Galt Museum & Archives

View Original

Get On The Bus

I wonder if on 16 August 2012, Lethbridge Transit will let everyone ride the bus for 5 cents? Because that's how much it would have cost to ride the streetcar when public transportation started in Lethbridge in 1912. And on 16 August 2012, Lethbridge's Transit Department will be officially 100 years old.

On 16 August 1912, Mayor George Hatch opened the first 11 miles (17 km) of track. The official opening coincided with the annual fair being held at the Exhibition Grounds near Henderson Lake Park. On an early trip, however, with streetcars half way to the fairgrounds, a generator burned out and brought the entire system to a halt. Fortunately, CPR trains were able to take over and transport revelers to and from the fair every half hour.

As a Lethbridge city alderman, George Hatch worked for years to construct Lethbridge's streetcar system. 

Over $250,000.00 was invested in the new system of public transportation. The city first purchased five double track streetcars (Nos. 1– 5), followed by five smaller single truck cars (Nos. 6—10). The cars were amber and cream in colour and displayed the sign “Lethbridge Municipal Railway.”

The initial system included five lines serving north Lethbridge, Henderson Lake Park, the southside residential district and a small downtown area.

However, Lethbridge's small population could not support the large streetcar system. The economic bust of 1913 certainly didn't help matters either. And, with the large expenditures in advance of the 1912 International Dry Farming Congress, the City of Lethbridge entered a 14 year financial crisis, finally paying off its debts in the late 1920s.
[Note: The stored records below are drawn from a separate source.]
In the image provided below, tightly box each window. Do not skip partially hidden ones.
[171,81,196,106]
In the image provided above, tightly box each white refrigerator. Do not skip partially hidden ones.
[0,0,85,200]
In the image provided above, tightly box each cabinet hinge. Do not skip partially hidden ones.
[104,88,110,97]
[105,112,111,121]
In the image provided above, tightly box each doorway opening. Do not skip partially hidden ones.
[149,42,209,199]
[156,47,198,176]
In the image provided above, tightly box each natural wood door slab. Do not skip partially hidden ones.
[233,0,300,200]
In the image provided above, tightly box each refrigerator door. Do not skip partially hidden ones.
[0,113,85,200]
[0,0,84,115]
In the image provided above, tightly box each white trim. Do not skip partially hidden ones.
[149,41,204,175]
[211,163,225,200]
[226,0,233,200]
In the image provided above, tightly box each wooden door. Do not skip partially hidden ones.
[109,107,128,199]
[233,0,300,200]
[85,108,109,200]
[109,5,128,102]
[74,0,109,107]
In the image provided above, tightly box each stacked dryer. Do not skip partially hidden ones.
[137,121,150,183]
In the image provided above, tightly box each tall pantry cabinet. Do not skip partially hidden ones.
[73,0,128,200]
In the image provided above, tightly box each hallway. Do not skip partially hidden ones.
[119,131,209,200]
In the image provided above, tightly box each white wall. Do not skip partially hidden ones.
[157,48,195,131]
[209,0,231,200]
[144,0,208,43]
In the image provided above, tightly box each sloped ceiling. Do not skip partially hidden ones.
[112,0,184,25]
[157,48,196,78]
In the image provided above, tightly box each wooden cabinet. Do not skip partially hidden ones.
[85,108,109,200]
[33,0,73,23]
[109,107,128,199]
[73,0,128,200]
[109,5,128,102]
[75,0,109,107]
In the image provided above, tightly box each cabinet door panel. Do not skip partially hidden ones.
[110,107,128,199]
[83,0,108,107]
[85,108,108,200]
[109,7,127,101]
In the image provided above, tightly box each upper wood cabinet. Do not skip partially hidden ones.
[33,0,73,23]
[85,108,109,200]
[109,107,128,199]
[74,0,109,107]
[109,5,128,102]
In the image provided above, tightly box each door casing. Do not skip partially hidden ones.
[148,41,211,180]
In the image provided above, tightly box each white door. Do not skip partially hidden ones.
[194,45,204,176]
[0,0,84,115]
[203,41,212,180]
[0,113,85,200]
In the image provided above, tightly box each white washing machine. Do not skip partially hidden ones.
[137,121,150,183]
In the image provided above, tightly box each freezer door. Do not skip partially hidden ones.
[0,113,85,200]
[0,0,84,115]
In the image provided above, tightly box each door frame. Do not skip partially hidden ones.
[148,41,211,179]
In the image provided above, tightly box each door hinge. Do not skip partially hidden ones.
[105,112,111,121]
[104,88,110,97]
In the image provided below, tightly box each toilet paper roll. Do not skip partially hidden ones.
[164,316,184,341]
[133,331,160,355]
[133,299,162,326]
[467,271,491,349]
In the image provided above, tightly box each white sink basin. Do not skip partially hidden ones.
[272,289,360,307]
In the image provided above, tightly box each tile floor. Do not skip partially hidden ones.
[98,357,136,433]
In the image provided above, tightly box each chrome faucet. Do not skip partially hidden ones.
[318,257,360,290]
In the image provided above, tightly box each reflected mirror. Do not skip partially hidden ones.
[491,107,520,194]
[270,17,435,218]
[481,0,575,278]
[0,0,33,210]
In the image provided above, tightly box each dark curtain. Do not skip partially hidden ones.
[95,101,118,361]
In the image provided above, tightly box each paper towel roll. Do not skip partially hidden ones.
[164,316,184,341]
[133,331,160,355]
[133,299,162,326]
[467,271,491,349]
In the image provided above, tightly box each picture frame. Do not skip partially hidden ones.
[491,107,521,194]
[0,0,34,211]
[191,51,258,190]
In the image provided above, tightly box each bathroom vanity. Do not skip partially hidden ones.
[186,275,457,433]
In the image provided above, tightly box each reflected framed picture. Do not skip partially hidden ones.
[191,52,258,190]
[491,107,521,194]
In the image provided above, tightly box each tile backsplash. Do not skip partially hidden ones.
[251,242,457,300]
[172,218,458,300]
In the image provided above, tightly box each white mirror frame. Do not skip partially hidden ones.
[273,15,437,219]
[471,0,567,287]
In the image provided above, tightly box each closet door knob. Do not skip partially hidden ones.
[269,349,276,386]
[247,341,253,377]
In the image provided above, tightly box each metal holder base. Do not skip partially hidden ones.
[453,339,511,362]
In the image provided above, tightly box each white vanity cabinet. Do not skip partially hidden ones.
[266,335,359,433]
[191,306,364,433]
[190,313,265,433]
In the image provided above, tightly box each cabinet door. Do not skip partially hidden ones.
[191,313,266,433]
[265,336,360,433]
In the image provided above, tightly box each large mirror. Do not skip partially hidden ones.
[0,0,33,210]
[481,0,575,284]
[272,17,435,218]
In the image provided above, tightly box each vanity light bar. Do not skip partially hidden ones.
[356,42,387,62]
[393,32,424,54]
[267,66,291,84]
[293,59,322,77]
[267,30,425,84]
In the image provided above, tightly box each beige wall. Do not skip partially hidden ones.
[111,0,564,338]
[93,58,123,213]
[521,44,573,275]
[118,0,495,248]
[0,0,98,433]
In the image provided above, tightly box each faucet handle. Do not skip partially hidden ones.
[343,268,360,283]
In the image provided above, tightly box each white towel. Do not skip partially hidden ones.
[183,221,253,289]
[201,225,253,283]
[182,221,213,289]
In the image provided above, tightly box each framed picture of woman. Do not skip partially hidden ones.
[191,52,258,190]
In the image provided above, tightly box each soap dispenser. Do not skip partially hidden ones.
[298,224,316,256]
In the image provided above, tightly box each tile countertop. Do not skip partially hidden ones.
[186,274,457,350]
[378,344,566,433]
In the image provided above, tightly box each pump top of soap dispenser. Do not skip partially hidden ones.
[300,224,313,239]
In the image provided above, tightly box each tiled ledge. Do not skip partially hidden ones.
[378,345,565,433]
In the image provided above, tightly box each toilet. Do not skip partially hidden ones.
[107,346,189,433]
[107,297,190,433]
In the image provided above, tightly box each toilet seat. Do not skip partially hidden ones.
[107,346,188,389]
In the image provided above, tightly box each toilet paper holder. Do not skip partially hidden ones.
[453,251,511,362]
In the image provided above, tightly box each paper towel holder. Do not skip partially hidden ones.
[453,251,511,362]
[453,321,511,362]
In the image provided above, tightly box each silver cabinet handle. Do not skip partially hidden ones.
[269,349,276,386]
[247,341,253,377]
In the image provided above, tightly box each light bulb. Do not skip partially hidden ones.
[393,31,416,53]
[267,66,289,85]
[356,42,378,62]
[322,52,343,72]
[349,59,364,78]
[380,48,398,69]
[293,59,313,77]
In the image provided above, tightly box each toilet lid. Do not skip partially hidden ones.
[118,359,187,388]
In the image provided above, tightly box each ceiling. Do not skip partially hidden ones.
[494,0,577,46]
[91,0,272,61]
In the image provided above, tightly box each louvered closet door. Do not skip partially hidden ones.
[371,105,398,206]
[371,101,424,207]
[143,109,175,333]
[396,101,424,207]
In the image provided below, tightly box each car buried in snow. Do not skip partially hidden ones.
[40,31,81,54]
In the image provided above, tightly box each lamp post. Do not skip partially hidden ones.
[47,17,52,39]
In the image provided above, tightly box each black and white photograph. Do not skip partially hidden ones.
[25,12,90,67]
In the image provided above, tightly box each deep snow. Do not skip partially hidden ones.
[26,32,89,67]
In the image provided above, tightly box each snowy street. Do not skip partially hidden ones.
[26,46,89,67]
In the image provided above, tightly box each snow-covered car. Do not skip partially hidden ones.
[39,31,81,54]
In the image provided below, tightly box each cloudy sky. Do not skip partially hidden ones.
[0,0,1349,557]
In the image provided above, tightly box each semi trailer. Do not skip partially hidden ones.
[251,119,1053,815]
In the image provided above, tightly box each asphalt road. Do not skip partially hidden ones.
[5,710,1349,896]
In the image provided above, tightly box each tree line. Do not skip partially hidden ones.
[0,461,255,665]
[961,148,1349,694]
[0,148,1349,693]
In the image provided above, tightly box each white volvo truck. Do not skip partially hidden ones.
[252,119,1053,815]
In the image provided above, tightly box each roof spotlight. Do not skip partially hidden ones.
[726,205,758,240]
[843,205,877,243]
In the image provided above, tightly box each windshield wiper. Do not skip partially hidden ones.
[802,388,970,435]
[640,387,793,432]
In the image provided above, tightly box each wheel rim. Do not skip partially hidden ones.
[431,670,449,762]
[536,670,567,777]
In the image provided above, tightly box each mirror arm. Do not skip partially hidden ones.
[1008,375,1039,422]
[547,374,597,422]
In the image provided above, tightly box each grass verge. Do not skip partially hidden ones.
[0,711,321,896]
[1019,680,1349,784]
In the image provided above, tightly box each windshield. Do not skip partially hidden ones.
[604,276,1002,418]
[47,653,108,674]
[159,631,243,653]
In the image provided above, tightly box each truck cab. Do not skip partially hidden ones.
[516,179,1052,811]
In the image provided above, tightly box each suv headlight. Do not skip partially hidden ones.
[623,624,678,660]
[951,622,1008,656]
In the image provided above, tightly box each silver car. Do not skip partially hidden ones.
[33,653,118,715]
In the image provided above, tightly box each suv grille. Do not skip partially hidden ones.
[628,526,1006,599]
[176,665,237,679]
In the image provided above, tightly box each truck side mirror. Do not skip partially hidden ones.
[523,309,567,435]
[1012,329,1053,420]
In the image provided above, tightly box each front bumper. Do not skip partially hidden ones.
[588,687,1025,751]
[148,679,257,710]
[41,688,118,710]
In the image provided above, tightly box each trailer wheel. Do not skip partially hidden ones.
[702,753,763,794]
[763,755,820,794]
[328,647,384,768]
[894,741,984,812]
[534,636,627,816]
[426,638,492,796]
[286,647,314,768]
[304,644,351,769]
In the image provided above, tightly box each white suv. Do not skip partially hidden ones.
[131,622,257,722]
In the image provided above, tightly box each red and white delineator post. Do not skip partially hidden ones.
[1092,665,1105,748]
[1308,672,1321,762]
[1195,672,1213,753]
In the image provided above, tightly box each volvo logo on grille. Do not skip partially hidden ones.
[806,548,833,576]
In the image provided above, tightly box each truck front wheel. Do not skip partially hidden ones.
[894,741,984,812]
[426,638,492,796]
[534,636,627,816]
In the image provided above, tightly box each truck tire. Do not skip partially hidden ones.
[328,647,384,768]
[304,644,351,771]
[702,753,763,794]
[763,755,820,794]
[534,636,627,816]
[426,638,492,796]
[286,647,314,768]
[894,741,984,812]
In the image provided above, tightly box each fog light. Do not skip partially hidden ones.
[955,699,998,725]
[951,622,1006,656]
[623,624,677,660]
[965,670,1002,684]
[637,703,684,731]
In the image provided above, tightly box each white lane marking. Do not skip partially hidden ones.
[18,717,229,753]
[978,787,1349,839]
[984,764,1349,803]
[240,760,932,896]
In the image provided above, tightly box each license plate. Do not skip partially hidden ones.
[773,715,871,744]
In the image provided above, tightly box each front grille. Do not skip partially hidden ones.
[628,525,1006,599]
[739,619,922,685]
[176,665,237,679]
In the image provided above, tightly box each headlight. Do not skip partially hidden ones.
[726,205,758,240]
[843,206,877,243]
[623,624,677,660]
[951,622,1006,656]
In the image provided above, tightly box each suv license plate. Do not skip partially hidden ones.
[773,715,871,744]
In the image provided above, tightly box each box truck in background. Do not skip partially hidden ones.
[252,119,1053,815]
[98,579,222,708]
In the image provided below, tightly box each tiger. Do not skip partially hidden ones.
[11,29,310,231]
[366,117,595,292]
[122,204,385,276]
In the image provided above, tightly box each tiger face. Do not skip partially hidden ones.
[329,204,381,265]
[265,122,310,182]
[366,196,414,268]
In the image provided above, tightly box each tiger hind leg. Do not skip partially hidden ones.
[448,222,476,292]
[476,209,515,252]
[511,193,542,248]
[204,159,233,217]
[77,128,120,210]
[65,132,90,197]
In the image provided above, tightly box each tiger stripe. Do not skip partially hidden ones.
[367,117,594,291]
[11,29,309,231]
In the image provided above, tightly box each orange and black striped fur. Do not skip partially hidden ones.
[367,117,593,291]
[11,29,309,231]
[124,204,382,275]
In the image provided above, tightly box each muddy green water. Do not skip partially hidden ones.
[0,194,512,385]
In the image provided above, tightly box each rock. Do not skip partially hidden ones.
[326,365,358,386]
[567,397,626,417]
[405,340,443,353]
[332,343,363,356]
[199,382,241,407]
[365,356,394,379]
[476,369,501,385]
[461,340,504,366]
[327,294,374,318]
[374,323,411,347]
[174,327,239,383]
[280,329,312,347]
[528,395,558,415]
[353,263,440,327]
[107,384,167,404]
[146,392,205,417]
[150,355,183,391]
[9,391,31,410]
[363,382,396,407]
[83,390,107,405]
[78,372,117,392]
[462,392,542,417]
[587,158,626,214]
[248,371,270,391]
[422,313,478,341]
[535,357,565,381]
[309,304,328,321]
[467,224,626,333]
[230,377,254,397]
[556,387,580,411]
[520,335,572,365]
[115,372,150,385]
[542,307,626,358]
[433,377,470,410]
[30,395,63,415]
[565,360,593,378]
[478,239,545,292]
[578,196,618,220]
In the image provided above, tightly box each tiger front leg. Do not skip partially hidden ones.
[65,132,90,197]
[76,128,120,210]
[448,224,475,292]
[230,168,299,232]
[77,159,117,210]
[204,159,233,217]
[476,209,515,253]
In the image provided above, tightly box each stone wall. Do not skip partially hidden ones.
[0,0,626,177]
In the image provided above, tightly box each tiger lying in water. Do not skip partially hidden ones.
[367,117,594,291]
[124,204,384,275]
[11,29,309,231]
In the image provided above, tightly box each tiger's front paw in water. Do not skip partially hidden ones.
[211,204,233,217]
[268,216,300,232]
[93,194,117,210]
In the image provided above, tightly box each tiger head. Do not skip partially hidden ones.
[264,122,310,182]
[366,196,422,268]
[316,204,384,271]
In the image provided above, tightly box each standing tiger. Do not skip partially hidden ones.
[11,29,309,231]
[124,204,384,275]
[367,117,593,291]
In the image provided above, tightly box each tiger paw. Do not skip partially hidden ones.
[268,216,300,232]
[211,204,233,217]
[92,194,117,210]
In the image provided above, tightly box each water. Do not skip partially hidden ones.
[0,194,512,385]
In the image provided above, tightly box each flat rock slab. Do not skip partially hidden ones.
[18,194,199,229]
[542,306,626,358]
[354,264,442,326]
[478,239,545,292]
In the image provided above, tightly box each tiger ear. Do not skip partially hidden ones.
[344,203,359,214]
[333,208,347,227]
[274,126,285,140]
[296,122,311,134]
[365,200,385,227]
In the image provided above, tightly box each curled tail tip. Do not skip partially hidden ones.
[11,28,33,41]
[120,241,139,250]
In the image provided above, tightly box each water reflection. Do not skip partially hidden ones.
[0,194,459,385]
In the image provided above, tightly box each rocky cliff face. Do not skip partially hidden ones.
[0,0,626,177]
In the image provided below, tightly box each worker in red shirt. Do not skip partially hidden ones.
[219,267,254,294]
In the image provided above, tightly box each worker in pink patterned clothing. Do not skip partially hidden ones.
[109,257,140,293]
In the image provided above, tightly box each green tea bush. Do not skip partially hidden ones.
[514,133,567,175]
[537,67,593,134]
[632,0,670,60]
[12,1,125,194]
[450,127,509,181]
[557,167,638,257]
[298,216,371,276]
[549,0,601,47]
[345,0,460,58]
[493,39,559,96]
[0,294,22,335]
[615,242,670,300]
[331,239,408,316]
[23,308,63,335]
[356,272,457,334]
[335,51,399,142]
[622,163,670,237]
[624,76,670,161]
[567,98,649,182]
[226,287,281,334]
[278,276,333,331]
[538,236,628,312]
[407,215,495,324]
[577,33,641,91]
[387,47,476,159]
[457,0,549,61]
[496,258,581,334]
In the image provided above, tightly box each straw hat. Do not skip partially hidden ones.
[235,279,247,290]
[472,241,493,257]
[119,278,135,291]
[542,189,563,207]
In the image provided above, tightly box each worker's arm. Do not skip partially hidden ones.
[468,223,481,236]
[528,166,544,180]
The line serving downtown was discontinued soon after it was built, and one of the southside residential lines was abandoned in 1917. Other cutbacks included staff reductions in 1914 followed only a few months later by dismissal of the streetcar staff, and their re-hiring at lower wages. From 1912 to 1917 each car had been operated by two men; this was reduced to a one-man operation in 1917.

Though reduced in size, the streetcar system operated in Lethbridge until 1947 when it was replaced by bus service. But for 35 years, Lethbridge residents heard the family "clang-clang" of the street car.